A graduate of Skudjick Secondary School many years ago, Nellie’s early career was spent in Toppers Hairdressing Salon in Godolphin Road in Long Rock, where 7 years of dedicated application led to her assuming the exalted position of ’junior’. It was her role to ask customers if they were doing anything interesting for the weekend and to enquire whether they wanted a cup of tea or coffee.

This involvement led to her sculptural experimentation with tea leaves and hair. Throwing out a heap of such stuff one day, she was accosted by a passing Tory toff millionaire, Old Etonian, David Cameron, who asked her what she would take for ‘her creation’.

Nellie, not being the cleverest or quickest, did not respond immediately, whereupon the fool Cameron kept on upping the price until he reached the mind-boggling (for Nellie!) sum of £700,000. Then she agreed the sale and, finally catching on, also agreed to deliver such ‘works’ to Cameron and his loaded pals on a daily basis. She has never looked back.

Says Pfeifentabak, “Zis young lady has unremarkable substances taken and she hes made zem completely remarkable. She is a great artist!!"

Pfeifentabak’s last tip is the Relubbus Renaissance man himself, Dougie Bosvargoe (35).
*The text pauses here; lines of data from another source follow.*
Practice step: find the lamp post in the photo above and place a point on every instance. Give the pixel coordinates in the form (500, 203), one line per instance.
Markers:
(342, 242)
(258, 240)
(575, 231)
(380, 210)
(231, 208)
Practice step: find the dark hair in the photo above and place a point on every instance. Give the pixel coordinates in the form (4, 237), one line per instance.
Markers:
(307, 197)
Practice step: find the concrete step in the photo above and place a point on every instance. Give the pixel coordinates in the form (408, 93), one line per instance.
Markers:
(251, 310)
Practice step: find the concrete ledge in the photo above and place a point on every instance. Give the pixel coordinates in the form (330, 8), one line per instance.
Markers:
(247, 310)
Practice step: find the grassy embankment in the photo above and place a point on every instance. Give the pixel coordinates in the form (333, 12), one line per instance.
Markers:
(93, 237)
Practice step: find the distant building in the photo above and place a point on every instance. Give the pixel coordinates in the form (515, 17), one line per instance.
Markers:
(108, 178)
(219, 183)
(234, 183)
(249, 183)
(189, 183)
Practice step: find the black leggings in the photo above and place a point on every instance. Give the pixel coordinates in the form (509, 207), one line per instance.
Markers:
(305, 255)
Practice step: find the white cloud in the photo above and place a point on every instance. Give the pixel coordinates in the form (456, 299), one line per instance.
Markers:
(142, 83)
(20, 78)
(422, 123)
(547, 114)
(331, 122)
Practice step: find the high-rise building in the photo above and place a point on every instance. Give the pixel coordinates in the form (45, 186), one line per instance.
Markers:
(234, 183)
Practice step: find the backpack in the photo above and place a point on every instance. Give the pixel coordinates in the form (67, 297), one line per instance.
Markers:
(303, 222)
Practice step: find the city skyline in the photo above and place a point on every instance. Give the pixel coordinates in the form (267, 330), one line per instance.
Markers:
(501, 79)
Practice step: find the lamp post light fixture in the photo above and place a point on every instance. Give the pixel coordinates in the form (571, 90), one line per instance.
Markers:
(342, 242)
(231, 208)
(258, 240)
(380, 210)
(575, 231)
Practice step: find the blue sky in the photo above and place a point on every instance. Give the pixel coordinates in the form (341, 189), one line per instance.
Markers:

Nature has displayed great partiality in loading one person with so many gifts.

Bosvargoe is known as a cross-dressing heart surgeon at the famed Prospidnick American Hospital; as a xylophonist of international reputation; as a master of lower Algonquian poetry and also as a Western National bus driver on the Penzance St Ives route.

Pfeifentabak comments, “Zat vun men should so many abilities hev, is not fair! My money must be on zis last top tip!!"